Czytałem różne wersje. Powiem tak, zależy od warunków i upodobań. Mogą mieć znaczenie wiatr, uciąg wody (łowię przeważnie z brzegu w rzece) i sprzęt, jakim dysponujemy. Nasze przekonanie i manualne umiejętności też nie są bez znaczenia. W praktyce obie wersje podszarpywnia się sprawdzają. Według mnie praca szczytówką w dół lepiej przekazuje nasze ruchy. Jak tylko jest możliwe, to tak łowię.
Branie.
Nie panikować i nie śpieszyć się z zacięciem.

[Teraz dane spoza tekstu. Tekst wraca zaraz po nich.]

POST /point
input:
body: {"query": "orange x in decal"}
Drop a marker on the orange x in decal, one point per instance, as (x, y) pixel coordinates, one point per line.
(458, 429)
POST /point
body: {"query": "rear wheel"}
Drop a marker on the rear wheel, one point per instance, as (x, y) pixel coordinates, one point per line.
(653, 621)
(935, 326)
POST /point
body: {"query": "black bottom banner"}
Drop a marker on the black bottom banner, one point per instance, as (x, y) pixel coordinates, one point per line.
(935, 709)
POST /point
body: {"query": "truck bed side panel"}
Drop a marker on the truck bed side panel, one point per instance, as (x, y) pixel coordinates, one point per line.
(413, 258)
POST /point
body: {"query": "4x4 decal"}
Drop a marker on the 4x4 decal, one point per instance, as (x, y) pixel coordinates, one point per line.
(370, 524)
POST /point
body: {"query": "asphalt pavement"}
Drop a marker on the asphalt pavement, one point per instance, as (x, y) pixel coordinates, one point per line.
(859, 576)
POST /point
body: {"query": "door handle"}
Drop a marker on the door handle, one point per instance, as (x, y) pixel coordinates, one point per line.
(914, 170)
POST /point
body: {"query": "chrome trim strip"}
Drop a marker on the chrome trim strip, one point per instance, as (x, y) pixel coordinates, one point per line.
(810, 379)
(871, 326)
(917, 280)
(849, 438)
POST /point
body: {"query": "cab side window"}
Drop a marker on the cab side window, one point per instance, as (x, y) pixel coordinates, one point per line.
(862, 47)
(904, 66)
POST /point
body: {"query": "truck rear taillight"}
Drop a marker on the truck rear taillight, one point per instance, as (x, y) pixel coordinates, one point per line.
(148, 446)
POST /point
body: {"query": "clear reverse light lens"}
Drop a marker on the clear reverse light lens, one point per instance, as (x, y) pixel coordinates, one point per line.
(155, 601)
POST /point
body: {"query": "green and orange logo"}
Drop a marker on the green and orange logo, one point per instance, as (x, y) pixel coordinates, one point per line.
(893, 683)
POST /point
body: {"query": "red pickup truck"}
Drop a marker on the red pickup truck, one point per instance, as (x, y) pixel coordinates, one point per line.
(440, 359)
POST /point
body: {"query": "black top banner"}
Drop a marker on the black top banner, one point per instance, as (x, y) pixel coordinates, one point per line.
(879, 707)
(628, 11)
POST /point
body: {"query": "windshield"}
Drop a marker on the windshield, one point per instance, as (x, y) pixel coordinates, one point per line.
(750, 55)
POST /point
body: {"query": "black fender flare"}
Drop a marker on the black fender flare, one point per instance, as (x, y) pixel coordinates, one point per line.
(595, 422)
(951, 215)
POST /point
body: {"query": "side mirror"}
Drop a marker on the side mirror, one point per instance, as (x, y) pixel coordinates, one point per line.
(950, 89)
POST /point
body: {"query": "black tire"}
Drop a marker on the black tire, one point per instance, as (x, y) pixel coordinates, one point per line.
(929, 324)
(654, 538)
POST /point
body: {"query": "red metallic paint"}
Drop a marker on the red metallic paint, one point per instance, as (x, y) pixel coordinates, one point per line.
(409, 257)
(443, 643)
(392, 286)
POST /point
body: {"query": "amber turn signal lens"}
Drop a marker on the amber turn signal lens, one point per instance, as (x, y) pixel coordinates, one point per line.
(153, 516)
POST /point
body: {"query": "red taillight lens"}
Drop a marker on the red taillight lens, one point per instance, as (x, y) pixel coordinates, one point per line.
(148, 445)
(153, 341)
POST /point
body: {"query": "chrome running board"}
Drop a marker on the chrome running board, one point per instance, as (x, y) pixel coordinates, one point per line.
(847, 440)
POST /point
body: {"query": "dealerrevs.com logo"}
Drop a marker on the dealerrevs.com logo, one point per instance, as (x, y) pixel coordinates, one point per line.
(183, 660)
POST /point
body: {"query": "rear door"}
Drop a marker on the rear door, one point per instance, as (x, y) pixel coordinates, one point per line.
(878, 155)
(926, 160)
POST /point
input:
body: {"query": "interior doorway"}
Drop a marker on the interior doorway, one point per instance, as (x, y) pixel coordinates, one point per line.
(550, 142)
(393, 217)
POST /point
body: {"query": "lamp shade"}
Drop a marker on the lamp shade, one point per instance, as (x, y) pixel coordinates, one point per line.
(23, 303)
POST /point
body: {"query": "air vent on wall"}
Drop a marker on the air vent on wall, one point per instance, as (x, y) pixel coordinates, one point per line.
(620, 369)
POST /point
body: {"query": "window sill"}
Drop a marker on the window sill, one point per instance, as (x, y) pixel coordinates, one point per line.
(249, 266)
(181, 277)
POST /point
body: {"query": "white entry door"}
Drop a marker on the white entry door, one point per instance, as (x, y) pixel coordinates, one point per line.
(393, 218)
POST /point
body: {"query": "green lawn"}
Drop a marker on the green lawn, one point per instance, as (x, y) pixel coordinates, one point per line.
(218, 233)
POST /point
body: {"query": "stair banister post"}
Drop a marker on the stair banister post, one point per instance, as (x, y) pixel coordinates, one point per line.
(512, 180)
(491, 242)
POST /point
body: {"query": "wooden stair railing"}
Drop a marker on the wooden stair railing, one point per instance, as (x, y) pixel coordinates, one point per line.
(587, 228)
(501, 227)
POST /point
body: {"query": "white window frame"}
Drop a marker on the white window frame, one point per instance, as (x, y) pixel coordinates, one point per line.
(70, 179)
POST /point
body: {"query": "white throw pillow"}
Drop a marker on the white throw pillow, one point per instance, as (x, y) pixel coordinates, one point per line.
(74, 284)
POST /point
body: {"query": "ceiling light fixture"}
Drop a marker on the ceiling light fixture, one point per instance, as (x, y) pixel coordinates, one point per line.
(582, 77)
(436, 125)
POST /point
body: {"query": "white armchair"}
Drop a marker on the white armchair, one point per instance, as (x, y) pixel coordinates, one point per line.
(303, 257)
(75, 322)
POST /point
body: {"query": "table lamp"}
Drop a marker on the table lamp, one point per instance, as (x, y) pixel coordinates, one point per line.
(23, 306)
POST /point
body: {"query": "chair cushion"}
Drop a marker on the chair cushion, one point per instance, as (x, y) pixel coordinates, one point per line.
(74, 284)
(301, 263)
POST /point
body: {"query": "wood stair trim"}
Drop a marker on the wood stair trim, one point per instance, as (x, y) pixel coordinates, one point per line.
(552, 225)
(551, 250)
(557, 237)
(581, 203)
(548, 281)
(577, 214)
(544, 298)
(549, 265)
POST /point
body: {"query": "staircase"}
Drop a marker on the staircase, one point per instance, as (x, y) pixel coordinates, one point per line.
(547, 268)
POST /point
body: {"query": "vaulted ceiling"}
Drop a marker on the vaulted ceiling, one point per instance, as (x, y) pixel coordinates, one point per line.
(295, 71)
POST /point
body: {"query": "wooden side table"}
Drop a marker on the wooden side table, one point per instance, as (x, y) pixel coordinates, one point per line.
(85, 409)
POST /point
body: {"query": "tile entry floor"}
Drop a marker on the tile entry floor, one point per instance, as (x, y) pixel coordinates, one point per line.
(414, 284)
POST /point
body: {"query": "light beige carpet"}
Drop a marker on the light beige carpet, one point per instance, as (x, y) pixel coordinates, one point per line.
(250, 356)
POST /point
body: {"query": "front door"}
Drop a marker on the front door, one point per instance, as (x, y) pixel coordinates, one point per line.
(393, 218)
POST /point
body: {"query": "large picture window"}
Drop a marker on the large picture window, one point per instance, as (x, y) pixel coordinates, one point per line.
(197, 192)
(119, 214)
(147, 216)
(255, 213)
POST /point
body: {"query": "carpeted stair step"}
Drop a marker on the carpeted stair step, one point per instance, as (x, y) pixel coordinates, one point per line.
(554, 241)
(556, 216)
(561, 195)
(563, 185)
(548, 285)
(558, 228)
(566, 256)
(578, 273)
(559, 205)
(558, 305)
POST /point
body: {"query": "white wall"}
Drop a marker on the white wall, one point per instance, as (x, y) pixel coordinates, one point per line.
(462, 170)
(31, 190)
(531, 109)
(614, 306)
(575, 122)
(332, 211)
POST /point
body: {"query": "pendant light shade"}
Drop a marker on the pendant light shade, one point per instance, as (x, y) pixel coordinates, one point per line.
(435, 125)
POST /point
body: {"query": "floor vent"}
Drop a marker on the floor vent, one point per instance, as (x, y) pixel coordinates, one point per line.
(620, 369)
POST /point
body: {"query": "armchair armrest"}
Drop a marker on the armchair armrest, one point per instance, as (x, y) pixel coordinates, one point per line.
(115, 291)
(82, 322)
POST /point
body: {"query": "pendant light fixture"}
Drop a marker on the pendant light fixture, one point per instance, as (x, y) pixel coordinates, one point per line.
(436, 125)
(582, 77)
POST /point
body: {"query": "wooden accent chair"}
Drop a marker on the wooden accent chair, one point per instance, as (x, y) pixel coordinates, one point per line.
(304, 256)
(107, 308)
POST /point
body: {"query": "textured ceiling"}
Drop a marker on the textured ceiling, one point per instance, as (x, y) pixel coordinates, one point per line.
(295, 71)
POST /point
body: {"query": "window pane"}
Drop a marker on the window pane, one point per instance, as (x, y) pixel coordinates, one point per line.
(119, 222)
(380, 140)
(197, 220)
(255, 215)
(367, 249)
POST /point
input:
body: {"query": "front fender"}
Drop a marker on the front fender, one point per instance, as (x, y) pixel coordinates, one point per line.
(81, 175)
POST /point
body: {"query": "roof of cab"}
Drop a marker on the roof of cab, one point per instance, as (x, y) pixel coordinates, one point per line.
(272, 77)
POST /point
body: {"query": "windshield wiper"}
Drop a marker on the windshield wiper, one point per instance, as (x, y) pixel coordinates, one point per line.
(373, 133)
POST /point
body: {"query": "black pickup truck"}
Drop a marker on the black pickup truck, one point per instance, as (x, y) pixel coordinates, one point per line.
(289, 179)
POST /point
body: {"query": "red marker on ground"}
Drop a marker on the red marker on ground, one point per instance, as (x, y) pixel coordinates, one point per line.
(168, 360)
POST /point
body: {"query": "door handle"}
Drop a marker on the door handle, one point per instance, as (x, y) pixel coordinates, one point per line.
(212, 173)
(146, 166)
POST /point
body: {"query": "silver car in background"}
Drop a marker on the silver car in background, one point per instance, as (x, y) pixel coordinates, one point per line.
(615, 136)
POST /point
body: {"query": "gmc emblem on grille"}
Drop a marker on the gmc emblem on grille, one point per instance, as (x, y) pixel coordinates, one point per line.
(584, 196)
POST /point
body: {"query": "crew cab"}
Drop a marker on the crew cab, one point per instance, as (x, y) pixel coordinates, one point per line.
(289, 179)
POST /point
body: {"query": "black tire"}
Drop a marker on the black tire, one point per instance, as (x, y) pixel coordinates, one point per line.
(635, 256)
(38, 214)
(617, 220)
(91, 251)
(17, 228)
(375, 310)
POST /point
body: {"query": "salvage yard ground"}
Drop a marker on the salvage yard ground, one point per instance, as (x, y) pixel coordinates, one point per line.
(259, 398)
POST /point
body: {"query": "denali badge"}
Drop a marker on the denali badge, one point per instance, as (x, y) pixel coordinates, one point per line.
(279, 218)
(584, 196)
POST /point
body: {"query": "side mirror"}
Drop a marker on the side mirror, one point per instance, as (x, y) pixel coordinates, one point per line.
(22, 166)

Gdy widzimy zamieszanie przy woblerze, nie należy przerywać animacji do momentu, gdy wyczujemy opór lub szarpnięcie. Okonie po nieudanym pierwszym ataku potrafią podgonić poppera i ponownie zaatakować. Zachowanie takie będzie jeszcze bardziej prawdopodobne, gdy w pobliżu będzie więcej pasiaków. Konkurencja u nich jest silnym bodźcem i takie zachowania nie są rzadkością. Przy łowieniu wskazany jest moment opóźnionej reakcji na branie. Trudno jest to wytłumaczyć, ale wstrzymanie się od natychmiastowej odpowiedzi na każde puknięcie w woblera i dopiero reakcja na wyraźny ciężar zwiększyła u mnie ilość skutecznych zacięć.
4. Ogólnie.
Popper to dobra przynęta na letnie miesiące. Sprawdza się w miejscach trudnych technicznie, tam, gdzie inne przynęty nie zadziałają i nie ma możliwości ich poprowadzić. Gdy widzimy, że ryby są aktywne przy powierzchni, to może być najlepsze wyjście w danym momencie. Gdy okonie przestaną atakować poppery, to warto próbować dalej je łowić na inne przynęty. Być może krótki czas żerowania powierzchniowego się skończył, a na przynęty głębiej pracujące dalej będą brania.
Dla majsterkowiczów jest dobra wiadomość. Przynęta nie jest trudna do samodzielnego zrobienia. Oddaję dziesięć brań okonia na obrotówkę za jedno na poppera. I kolejne dziesięć za branie na własnoręcznie wystruganą przynętę.